I sympathize with Belcher’s complaint. As I noted in a post earlier this year on Kamala Harris’s failure to implement Obama’s 2008 strategy, the future president was already doing well with black voters nationally and in South Carolina before his Iowa win (unlike Kamala Harris at a similar juncture in this cycle):
A late-July 2007 Pew survey of African-American Democrats showed Obama winning 34 percent — trailing Hillary Clinton’s 47 percent in that demographic but still within striking distance. By contrast, a late-July 2019 Quinnipiac poll had Harris at 7 percent among black voters, far behind Biden’s 55 percent …
Obama was running very close to Clinton among black South Carolina Democrats in August 2007 (Clinton was at 44 percent, Obama at 41 percent, according to Insider Advantage). Meanwhile, a late-July 2019 Monmouth poll of black South Carolina Democrats showed Biden leading Harris by 51 percent to 12 percent …
Obama had built a solid 54-21 lead over Clinton among South Carolina’s African-Americans by December 2007, before Iowa. Afterward, he did surge to his eventual 78-19 landslide among black voters in the Palmetto State, but he built that win over an extended period of time.

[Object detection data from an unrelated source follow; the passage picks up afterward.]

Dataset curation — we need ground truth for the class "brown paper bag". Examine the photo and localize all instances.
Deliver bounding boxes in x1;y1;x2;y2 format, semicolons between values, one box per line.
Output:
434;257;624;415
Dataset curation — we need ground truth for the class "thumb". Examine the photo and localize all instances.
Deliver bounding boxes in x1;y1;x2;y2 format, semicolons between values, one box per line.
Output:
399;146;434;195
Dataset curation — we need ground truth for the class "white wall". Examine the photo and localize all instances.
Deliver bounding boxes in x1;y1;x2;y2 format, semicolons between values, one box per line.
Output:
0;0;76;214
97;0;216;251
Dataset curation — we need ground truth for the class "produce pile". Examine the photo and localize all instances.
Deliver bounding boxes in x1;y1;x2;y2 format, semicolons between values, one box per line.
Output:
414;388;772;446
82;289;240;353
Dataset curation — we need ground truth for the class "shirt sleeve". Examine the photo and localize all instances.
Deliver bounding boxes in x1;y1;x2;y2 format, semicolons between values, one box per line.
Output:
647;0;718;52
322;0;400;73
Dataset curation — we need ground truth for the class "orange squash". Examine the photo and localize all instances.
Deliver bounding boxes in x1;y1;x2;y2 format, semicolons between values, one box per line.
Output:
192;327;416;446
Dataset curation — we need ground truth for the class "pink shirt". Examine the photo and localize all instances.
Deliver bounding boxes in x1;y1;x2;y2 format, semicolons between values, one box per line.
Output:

Now is it a myth — much less a racist myth — to say that his performance in Iowa gave Obama a significant boost among African-Americans in later states? No, because then, as now, black and white voters alike care about electability, and nothing raises confidence in electability like winning, particularly if you are a freshman senator hoping to become the first African-American president of the United States.
If a 2020 Iowa winner gets a bounce in South Carolina — or New Hampshire, or Nevada, or anywhere else — it won’t be because voters elsewhere are looking to Iowans and yearning for enlightenment. It will be because prevailing in the first actual real-live test of the cycle is a good sign for a candidate hoping to go the distance and take on Donald Trump.